Es fecundo en su cultivo y en marcar los temblores de un mundo que rescata a cada instante, incluso en su soledad, y en su pensamiento hacia Dios: “Dios pensó/ que podía tenerme. A fin de cuentas/ a los dos nos embarga/ el mismo miedo a tanta soledad”.
Lejos del correlato de un tiempo que con frecuencia aspira a la nostalgia o con un deje triste en muchos poetas, en José Sarria se muestra profundamente vitalista y restaurador, como res cogitans que aspira a la esperanza cuando se contempla en la alada adolescencia o en el abismo del amor y en la patria de sus deseos, en sus raíces que van creando el concepto de identidad y la casa iluminada: “el café preparado por mi madre”.

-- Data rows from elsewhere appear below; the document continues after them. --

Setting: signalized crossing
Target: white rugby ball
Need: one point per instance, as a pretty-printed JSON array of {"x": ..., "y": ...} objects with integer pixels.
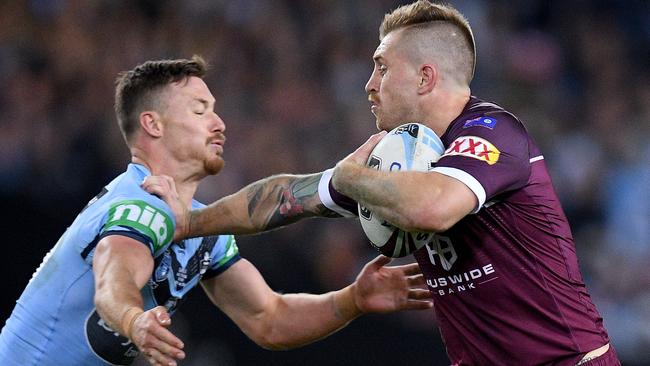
[{"x": 412, "y": 146}]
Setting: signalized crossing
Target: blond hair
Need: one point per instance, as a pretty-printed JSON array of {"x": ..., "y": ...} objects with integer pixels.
[{"x": 444, "y": 21}]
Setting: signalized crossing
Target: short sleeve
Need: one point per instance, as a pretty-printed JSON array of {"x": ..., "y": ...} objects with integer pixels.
[
  {"x": 334, "y": 200},
  {"x": 489, "y": 153},
  {"x": 225, "y": 253}
]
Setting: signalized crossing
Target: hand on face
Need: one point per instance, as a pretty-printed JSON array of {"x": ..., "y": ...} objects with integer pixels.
[
  {"x": 150, "y": 334},
  {"x": 164, "y": 187},
  {"x": 381, "y": 289}
]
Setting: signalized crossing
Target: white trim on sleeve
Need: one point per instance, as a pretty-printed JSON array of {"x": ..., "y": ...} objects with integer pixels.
[
  {"x": 467, "y": 179},
  {"x": 326, "y": 198}
]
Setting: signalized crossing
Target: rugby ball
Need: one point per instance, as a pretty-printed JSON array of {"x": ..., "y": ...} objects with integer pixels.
[{"x": 409, "y": 147}]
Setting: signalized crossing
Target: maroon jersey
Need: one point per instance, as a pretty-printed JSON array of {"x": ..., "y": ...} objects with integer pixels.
[{"x": 505, "y": 280}]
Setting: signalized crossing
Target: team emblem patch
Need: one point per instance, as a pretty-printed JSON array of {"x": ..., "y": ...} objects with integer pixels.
[
  {"x": 474, "y": 147},
  {"x": 482, "y": 121}
]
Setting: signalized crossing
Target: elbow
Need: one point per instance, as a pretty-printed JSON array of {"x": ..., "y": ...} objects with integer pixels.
[
  {"x": 270, "y": 341},
  {"x": 429, "y": 218}
]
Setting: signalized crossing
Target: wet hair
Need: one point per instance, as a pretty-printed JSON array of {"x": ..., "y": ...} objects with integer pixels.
[
  {"x": 436, "y": 28},
  {"x": 140, "y": 89}
]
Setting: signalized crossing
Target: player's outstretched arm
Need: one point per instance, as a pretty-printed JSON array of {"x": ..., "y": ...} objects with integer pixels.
[
  {"x": 283, "y": 321},
  {"x": 122, "y": 266},
  {"x": 264, "y": 205}
]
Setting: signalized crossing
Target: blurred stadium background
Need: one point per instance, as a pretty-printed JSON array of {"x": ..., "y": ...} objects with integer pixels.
[{"x": 288, "y": 77}]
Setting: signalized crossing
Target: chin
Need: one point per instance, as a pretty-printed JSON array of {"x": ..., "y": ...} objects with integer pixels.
[{"x": 214, "y": 166}]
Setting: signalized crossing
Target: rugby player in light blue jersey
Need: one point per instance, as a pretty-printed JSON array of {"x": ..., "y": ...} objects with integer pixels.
[{"x": 106, "y": 291}]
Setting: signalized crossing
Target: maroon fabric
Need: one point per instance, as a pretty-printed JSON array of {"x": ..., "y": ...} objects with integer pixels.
[{"x": 505, "y": 281}]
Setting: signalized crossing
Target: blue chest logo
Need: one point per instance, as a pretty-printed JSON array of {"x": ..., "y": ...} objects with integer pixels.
[{"x": 482, "y": 121}]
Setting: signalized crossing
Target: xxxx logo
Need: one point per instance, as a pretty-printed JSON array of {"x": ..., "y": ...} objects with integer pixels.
[{"x": 474, "y": 147}]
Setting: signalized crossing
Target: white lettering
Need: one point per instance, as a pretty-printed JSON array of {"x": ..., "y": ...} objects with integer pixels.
[
  {"x": 147, "y": 215},
  {"x": 159, "y": 227},
  {"x": 132, "y": 215}
]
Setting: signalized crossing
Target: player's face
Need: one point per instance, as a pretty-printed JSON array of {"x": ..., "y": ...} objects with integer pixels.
[
  {"x": 193, "y": 131},
  {"x": 392, "y": 87}
]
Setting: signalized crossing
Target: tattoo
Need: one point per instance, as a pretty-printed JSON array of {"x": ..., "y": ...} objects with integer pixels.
[{"x": 281, "y": 200}]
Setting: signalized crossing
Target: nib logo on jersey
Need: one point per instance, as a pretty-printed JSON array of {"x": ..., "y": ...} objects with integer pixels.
[
  {"x": 442, "y": 250},
  {"x": 154, "y": 223}
]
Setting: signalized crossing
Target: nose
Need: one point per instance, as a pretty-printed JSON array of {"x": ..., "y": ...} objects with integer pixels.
[
  {"x": 218, "y": 125},
  {"x": 372, "y": 85}
]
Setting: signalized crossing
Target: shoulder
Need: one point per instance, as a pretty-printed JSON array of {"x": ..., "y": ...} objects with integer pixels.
[
  {"x": 127, "y": 207},
  {"x": 484, "y": 130}
]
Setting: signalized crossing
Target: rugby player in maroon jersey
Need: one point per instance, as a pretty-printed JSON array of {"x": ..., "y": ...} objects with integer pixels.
[{"x": 502, "y": 268}]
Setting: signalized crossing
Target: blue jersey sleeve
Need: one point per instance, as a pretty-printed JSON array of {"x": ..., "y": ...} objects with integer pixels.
[
  {"x": 224, "y": 254},
  {"x": 145, "y": 219}
]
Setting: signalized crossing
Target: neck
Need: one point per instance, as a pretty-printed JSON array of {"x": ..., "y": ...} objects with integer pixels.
[
  {"x": 159, "y": 164},
  {"x": 444, "y": 107}
]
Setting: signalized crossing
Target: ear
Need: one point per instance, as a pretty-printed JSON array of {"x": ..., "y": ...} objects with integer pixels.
[
  {"x": 151, "y": 123},
  {"x": 428, "y": 79}
]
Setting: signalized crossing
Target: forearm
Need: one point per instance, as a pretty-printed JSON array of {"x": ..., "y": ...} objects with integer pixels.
[
  {"x": 261, "y": 206},
  {"x": 118, "y": 301},
  {"x": 390, "y": 196},
  {"x": 301, "y": 319}
]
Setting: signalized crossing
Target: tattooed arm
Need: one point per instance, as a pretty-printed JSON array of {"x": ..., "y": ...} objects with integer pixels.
[{"x": 264, "y": 205}]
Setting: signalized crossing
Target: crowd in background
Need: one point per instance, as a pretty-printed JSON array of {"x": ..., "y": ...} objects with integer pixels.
[{"x": 289, "y": 81}]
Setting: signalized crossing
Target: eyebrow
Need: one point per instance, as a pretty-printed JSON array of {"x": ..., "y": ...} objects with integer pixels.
[{"x": 204, "y": 102}]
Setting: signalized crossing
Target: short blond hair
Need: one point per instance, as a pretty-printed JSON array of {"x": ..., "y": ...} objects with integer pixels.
[{"x": 424, "y": 15}]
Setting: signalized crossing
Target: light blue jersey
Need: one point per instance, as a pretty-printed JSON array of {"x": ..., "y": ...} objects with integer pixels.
[{"x": 55, "y": 321}]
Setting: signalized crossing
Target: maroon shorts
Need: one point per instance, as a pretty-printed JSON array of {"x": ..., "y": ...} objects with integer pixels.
[{"x": 608, "y": 358}]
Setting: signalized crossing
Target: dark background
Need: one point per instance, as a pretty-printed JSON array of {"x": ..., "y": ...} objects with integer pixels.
[{"x": 288, "y": 77}]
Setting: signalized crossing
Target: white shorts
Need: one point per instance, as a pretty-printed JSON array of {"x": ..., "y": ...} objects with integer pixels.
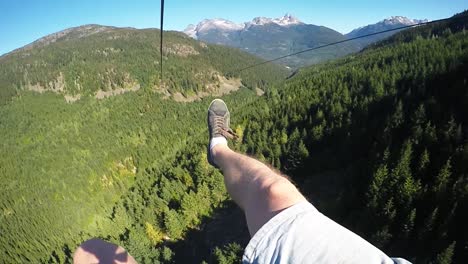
[{"x": 301, "y": 234}]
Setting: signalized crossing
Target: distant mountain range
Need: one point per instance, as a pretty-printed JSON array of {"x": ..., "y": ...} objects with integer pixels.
[{"x": 270, "y": 38}]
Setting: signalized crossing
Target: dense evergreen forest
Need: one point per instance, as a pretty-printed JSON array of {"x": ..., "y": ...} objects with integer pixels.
[{"x": 378, "y": 141}]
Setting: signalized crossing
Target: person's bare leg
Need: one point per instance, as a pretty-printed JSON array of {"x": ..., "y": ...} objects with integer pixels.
[{"x": 257, "y": 189}]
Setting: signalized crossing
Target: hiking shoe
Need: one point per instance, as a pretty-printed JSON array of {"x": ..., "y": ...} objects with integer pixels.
[{"x": 218, "y": 124}]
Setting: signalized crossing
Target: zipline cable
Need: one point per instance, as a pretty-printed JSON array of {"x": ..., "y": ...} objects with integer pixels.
[
  {"x": 350, "y": 39},
  {"x": 161, "y": 36}
]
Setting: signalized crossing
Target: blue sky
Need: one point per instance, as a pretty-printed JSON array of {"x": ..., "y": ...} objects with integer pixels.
[{"x": 23, "y": 21}]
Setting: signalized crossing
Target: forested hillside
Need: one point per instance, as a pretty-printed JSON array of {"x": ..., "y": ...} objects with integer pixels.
[
  {"x": 66, "y": 163},
  {"x": 99, "y": 61},
  {"x": 378, "y": 141}
]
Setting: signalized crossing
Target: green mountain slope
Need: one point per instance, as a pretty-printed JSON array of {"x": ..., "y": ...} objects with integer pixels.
[
  {"x": 65, "y": 165},
  {"x": 381, "y": 135},
  {"x": 95, "y": 60}
]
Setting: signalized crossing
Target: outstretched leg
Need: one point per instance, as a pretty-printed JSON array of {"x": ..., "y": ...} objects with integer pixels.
[{"x": 258, "y": 190}]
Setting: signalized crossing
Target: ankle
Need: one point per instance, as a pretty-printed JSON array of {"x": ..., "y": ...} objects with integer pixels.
[{"x": 217, "y": 149}]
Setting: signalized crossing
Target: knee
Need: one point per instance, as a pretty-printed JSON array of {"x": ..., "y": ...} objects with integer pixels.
[{"x": 279, "y": 189}]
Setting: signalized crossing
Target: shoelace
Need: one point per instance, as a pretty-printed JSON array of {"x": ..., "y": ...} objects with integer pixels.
[{"x": 220, "y": 129}]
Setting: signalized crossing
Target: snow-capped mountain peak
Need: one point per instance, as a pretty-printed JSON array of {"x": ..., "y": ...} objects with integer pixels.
[
  {"x": 400, "y": 20},
  {"x": 229, "y": 26},
  {"x": 287, "y": 20},
  {"x": 211, "y": 24}
]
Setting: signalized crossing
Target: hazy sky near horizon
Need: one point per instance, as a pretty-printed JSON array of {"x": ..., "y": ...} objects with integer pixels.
[{"x": 23, "y": 21}]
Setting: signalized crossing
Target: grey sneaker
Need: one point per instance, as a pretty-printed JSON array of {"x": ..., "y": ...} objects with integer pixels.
[{"x": 218, "y": 123}]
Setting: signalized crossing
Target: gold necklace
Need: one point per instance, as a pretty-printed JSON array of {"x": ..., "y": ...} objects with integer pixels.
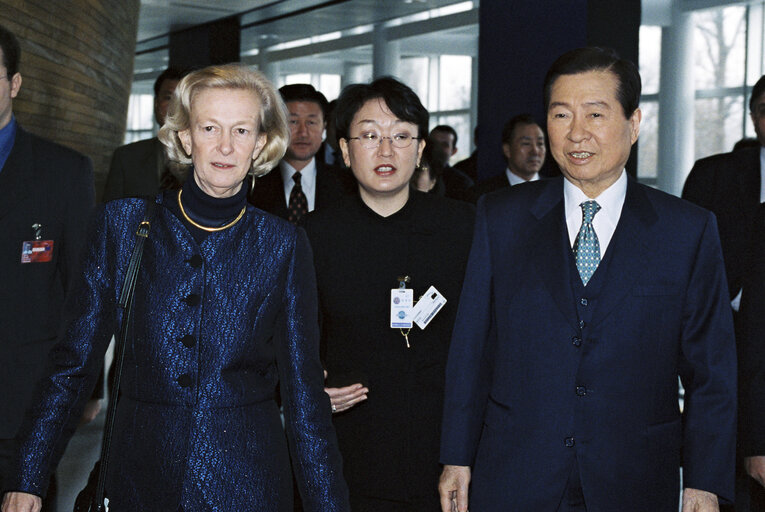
[{"x": 211, "y": 230}]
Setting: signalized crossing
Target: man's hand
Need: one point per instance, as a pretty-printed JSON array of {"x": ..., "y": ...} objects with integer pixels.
[
  {"x": 453, "y": 488},
  {"x": 696, "y": 500},
  {"x": 755, "y": 467},
  {"x": 92, "y": 409},
  {"x": 343, "y": 399},
  {"x": 21, "y": 502}
]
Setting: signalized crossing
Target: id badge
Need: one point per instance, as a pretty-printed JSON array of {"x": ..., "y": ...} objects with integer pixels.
[
  {"x": 36, "y": 251},
  {"x": 401, "y": 301},
  {"x": 427, "y": 307}
]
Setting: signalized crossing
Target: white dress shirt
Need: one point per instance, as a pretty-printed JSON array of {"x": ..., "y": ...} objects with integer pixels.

En la tercera parte, “Incertidumbres” (cuatro poemas) la interrogación retórica nos advierte de que su mundo no está definido y son muchas las preguntas que necesita hacerse ante la perplejidad de los términos que configuran definitivamente el poemario: palabra, espera, silencio, muerte, olvido y tiempo. Todas formando parte del mismo campo semántico que venimos delimitando como el del poeta que delimita la palabra en el tiempo, que aspira a la mismidad de un yo identificado con el ser que trata de comprender la realidad de su propio pensamiento. Y esto lo inaugura con una cita de Rafael Ballesteros donde alude a esa duda: “Solo en lo simple y humano la verdad./ Y en lo demás, la duda”. Son un rosario de preguntas en torno a los ojos con que se mira el tiempo, la identidad y el espejo, la relación memoria/olvido y sus correlatos en el presente, lo eterno, la muerte y todo lo perecedero, el silencio y las fronteras de la herida… Acaso todas, como recoge en la cita de Borges, sean la misma palabra. Dice Borges: “No estas palabras,/ que son mi pobre traducción temporal/ de una sola palabra”.
Y, como epílogo, en su poema “Final” recurre de nuevo a una cita de Rafael Ballesteros para expresar esta finitud también simple y pequeña si estuvo antes sustentada en palabras como “pasión, duda, existencia, espejo, silencio o luz”.
Todo un corolario de lo vivido, en un poemario de gran altura vital y metafísica donde José Sarria ha construido una “mirada de pájaro azul” que recorre desde lo alto ese mundo que está ahí, en la tierra, pleno de ser y conciencia, abierto a las categorías de su mundo, cuidando de sí, ajeno a la angustia y la agonía, anunciando la profundidad de su logos, de su exégesis temporal deífica.